Mobil Terbakar di Sindanglaka, Sopir Ngilang

RADARCIANJUR.com – Satu unit mobil Suzuki APV Nopol (nomor polisi) D 123 FC terbakar dahysat, di Kampung Munjul RT2/4, Desa Sindanglaka, Kecamatan Karangtengah, sekitar pukul 11:30 WIB, Senin (24/6).

Ahmad Ahyar (40), salah seorang saksi mata di lokasi menjelaskan, mobil tersebut sebelumnya melakukan pengisian BBM di SPBU Tajurhalang. Usai dari SPBU tersebut, ia sudah melihat ada percikan api. Warga pun menduga, percikan api itu berasal dari korsleting.

“Katanya ada yang korsleting itu mobilnya. Apinya langsung besar, cepet banget,” tuturnya.

Beredar kabar, bahwa mobil tersebut dimodifikasi sedemikian rupa untuk menjual bensin eceran. “Kalau soal jual beli bensin dan lainnya saya kurang tahu,” katanya.

Sayangnya, pengemudi mobil yang terbakar itu tiba-tiba menghilang dan tak diketahui keberadaannya. Diduga, pengemudi tersebut kabur usai mobilnya terbakar.

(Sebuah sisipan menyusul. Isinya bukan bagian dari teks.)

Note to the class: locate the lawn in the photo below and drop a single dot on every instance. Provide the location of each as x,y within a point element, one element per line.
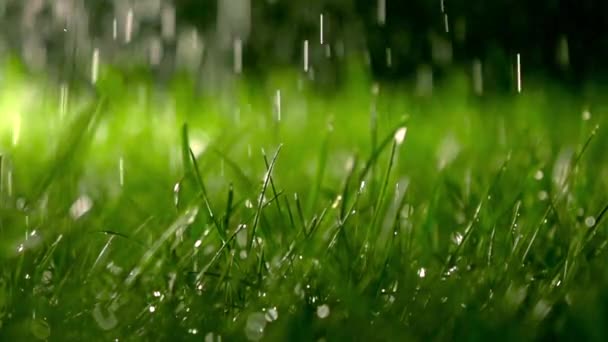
<point>272,210</point>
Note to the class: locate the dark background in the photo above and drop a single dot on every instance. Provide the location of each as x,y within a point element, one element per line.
<point>492,32</point>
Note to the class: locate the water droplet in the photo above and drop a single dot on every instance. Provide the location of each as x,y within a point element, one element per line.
<point>586,115</point>
<point>81,206</point>
<point>277,104</point>
<point>477,77</point>
<point>457,238</point>
<point>40,329</point>
<point>337,202</point>
<point>381,12</point>
<point>238,55</point>
<point>95,66</point>
<point>272,314</point>
<point>306,65</point>
<point>129,26</point>
<point>254,328</point>
<point>105,318</point>
<point>323,311</point>
<point>590,221</point>
<point>519,73</point>
<point>121,171</point>
<point>321,29</point>
<point>400,135</point>
<point>541,309</point>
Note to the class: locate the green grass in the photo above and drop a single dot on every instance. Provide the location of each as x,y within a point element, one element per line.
<point>140,213</point>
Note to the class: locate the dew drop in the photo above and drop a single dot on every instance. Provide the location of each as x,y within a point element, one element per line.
<point>323,311</point>
<point>254,328</point>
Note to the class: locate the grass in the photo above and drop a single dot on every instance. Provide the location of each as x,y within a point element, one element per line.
<point>138,213</point>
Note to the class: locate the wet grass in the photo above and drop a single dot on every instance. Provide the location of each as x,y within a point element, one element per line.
<point>136,213</point>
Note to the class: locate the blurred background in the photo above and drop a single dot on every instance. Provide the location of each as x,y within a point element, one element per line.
<point>411,41</point>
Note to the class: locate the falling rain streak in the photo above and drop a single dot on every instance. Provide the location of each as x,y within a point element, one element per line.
<point>95,66</point>
<point>63,100</point>
<point>518,73</point>
<point>321,29</point>
<point>129,26</point>
<point>477,77</point>
<point>381,12</point>
<point>114,29</point>
<point>306,56</point>
<point>277,104</point>
<point>121,171</point>
<point>238,56</point>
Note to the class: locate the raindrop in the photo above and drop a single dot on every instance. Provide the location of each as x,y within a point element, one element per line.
<point>477,77</point>
<point>95,66</point>
<point>129,26</point>
<point>277,104</point>
<point>105,318</point>
<point>323,311</point>
<point>563,53</point>
<point>272,314</point>
<point>306,67</point>
<point>586,115</point>
<point>63,100</point>
<point>16,129</point>
<point>400,135</point>
<point>519,73</point>
<point>167,22</point>
<point>156,51</point>
<point>541,309</point>
<point>80,207</point>
<point>337,202</point>
<point>40,329</point>
<point>590,221</point>
<point>321,28</point>
<point>457,238</point>
<point>381,12</point>
<point>241,236</point>
<point>114,29</point>
<point>238,56</point>
<point>254,328</point>
<point>121,171</point>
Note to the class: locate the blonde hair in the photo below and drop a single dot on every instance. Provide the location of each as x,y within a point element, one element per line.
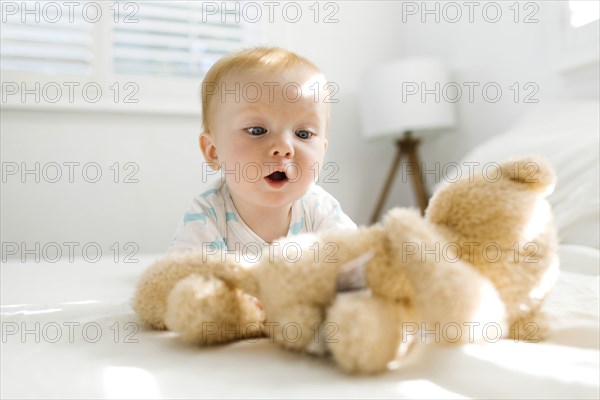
<point>268,59</point>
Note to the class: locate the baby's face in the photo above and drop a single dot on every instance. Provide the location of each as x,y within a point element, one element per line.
<point>268,135</point>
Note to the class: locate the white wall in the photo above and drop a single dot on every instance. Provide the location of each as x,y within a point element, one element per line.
<point>164,147</point>
<point>500,53</point>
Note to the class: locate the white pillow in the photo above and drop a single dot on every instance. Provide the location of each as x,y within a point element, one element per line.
<point>567,135</point>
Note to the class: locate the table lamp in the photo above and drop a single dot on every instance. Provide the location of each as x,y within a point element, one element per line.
<point>401,98</point>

Atas kejadian terbakarnya kendaraan tersebut, arus lalu lintas di Jalan Aria Wiranudatar (Arwinda) sempat macet sekitar satu jam lebih.

Kapolsek Karangtengah, Kompol Agus Jamaluddin membenarkan pihaknya menerima informasi dari petugas Damkar terkait dugaan bahwa mobil tersebut digunakan untuk jual beli bensin eceran usai mengisi BBM di SPBU Tajurhalang.

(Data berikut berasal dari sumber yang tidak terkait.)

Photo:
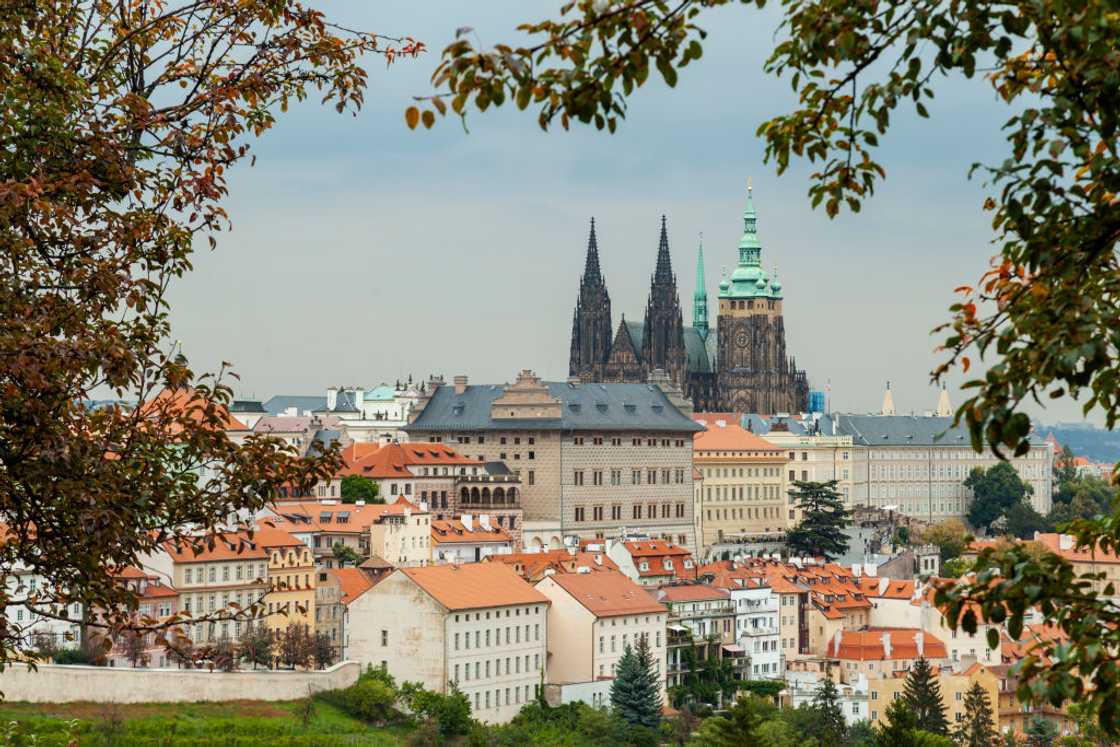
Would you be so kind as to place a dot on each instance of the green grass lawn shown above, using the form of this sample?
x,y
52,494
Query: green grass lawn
x,y
241,724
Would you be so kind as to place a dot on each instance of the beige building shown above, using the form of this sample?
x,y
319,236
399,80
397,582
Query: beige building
x,y
745,488
917,465
593,458
594,617
478,625
290,599
398,532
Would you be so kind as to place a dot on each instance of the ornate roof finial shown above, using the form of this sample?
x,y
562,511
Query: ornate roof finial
x,y
591,272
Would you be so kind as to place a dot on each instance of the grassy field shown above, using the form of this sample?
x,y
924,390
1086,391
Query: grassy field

“Karena api saat kejadian lama (sulit) dipadamkan. Kemungkinan ada dugaan mobil tersebut mengangkut bensin di dalamnya,” bebernya.

Akan tetapi, Agus menekankan bahwa hal itu masih sebatas dugaan. Untuk bisa memastikan, masih harus dilakukan penyelidikan lebih lanjut. “Nanti kalau ada perkembangan, akan diinformasikan,” lanjutnya.

Saat ini, sambungnya, pihaknya tengah mengumpulkan informasi dan keterangan, baik dari warga maupun dari saksi-saksi yang melihat kejadian tesebut. Juga terkait keberadaan pengemudi yang tak diketahui keberadaannya.

“Harus penyelidikan dulu ya. Nanti semua disampaikan kalau ada perkembangan,” tutupnya.